# calcium sand?



## rileycampbell (Aug 22, 2010)

*Is calcium sand safe for tortoise? I am not sure of what type of tortoise I am getting yet, but Is sand alright for any type of tortoise? I know that Coconut Fibre is probably better, but I am very concerened about bugs, such as fungus gnats, and other insects that will breed in my tortoise's tank. Is there any way that I could do only part of it as coconut fibre, or moss, and the rest calcium sand? Like a large pit, so it could be monitered, and rinsed?
or would reptile carpet be best ?*
Thank-you for reading!


----------



## ChiKat (Aug 22, 2010)

I would not use any type of sand, as it tends to stick to the tortoise, irritate their eyes, etc. 
I used it mixed with coco coir and I was still unhappy with it.
Now I use coco coir mixed with organic top soil. My Russian loves the top soil.
A lot of people on here use (and are happy with) cypress mulch.


----------



## Tom (Aug 22, 2010)

Ditto what Katie said. Sand is also a big risk for impaction.


----------



## j156ghs (Aug 22, 2010)

I have tried sand with small reptiles and know that one smaller one died because it had ingested sand (or too much). I still see bags of sand in stores labeled "good" for reptiles because of the calcium but powder is far more safe and effective. 

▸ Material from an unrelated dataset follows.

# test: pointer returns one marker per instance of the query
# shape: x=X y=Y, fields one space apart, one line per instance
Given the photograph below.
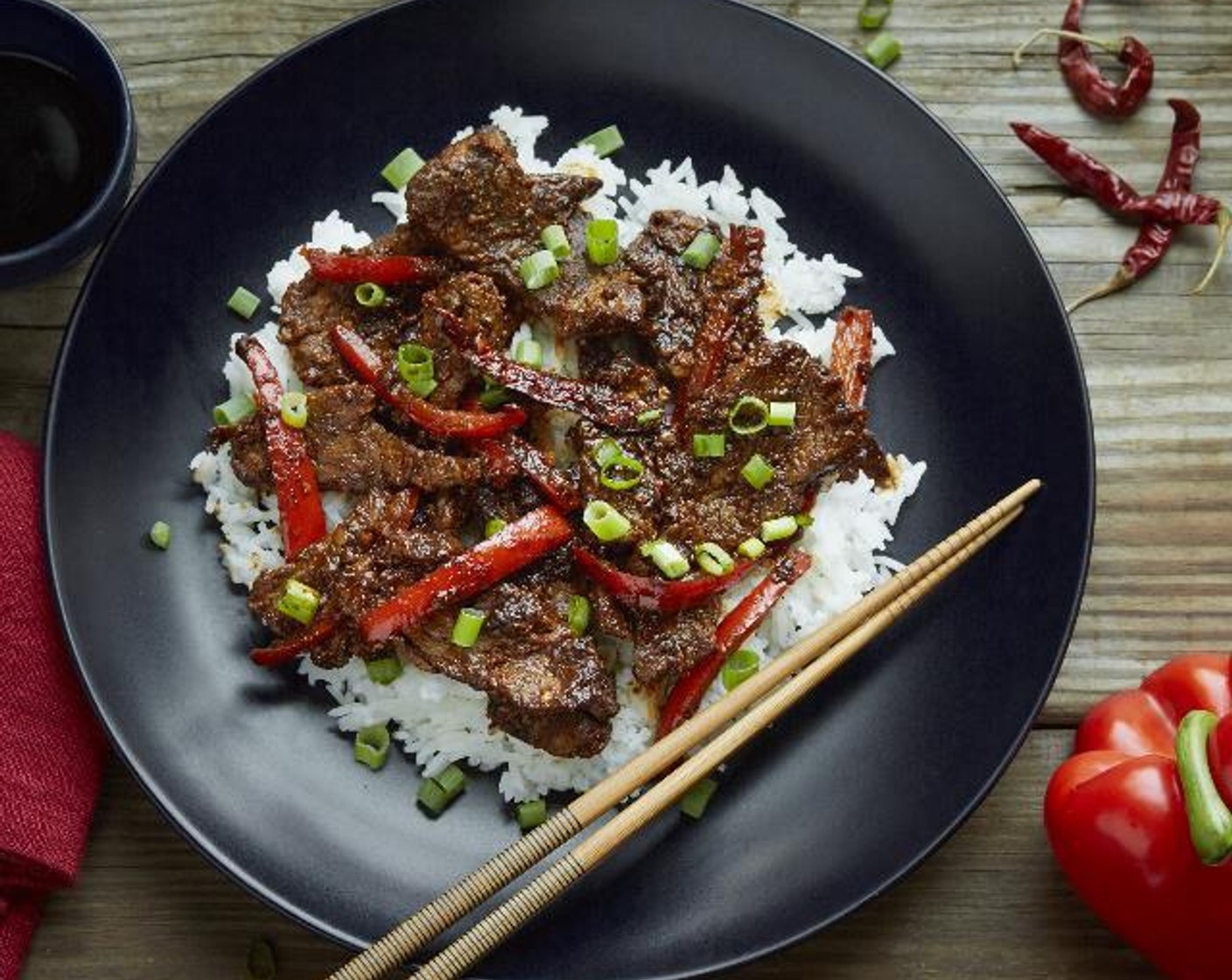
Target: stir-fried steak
x=351 y=449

Any suggestion on how to select cypress mulch that is free of additives used to make it fire resistant and reduce rotting/decomposition, etc.? Any trusted brand that is available through suppliers? I like to use shredded coconut but notice strands stick to food and then protrude from the tort's mouth because it can't remove or swallow the strand.


----------



## Yvonne G (Aug 22, 2010)

That's exactly why I quit using the coconut coir. I hated those strands. Any brand of cypress mulch is fine to use. Just read the ingredients and see if retardants have been added (never heard that one before). Or you can use orchid bark. It has to be pure because orchids can't take any additives and be healthy.


----------



## rileycampbell (Aug 22, 2010)

thanks everyone! I noticed in the enclosure section, some people were using reptile carpet, is this a good substrate?


----------



## ChiKat (Aug 22, 2010)

I would not recommend reptile carpet. Tortoises need humidity to grow smoothly, and it is best to have a substrate that you can keep moist if necessary. 
Plus it seems like reptile carpet would get messy quickly with a tortoise urinating/defecating on it.


----------



## tortoisenerd (Aug 22, 2010)

You need a natural substrate which the tort can burrow into and let their leg muscles develop naturally. Some people with Stars especially will use carpet because that breed seems to need to be kept very dry, but I believe that there are better alternatives for every breed. I have heard of a rare tortoises here or there that has allergies or is sensitive to natural substrates. Odd but it happens. I'd go for the cypress mulch and see how you and the tort like it. Pet stores sell all sorts of junk that I'd never buy. The calci sand is even worse than regular sand because its tasty and encourages the tort to eat it and get impacted! Also, depending on the type of tortoises, you might want something even more moist than cypress mulch. For example if you got a redfoot you may want to add some moss. There are quite a few things in the enclosure that would need to be changed based on the breed, so I would secure a tortoise first, put a hold on it (many breeders and such are willing to hold a tort for a week or two for you to get set up if you've paid or made a deposit), and then get your items. Or, at least decide what breed you want (but be sure to factor in if its available), and then get set up. You will need time to research the care for that particular species as well such as temperatures, diet, etc.


----------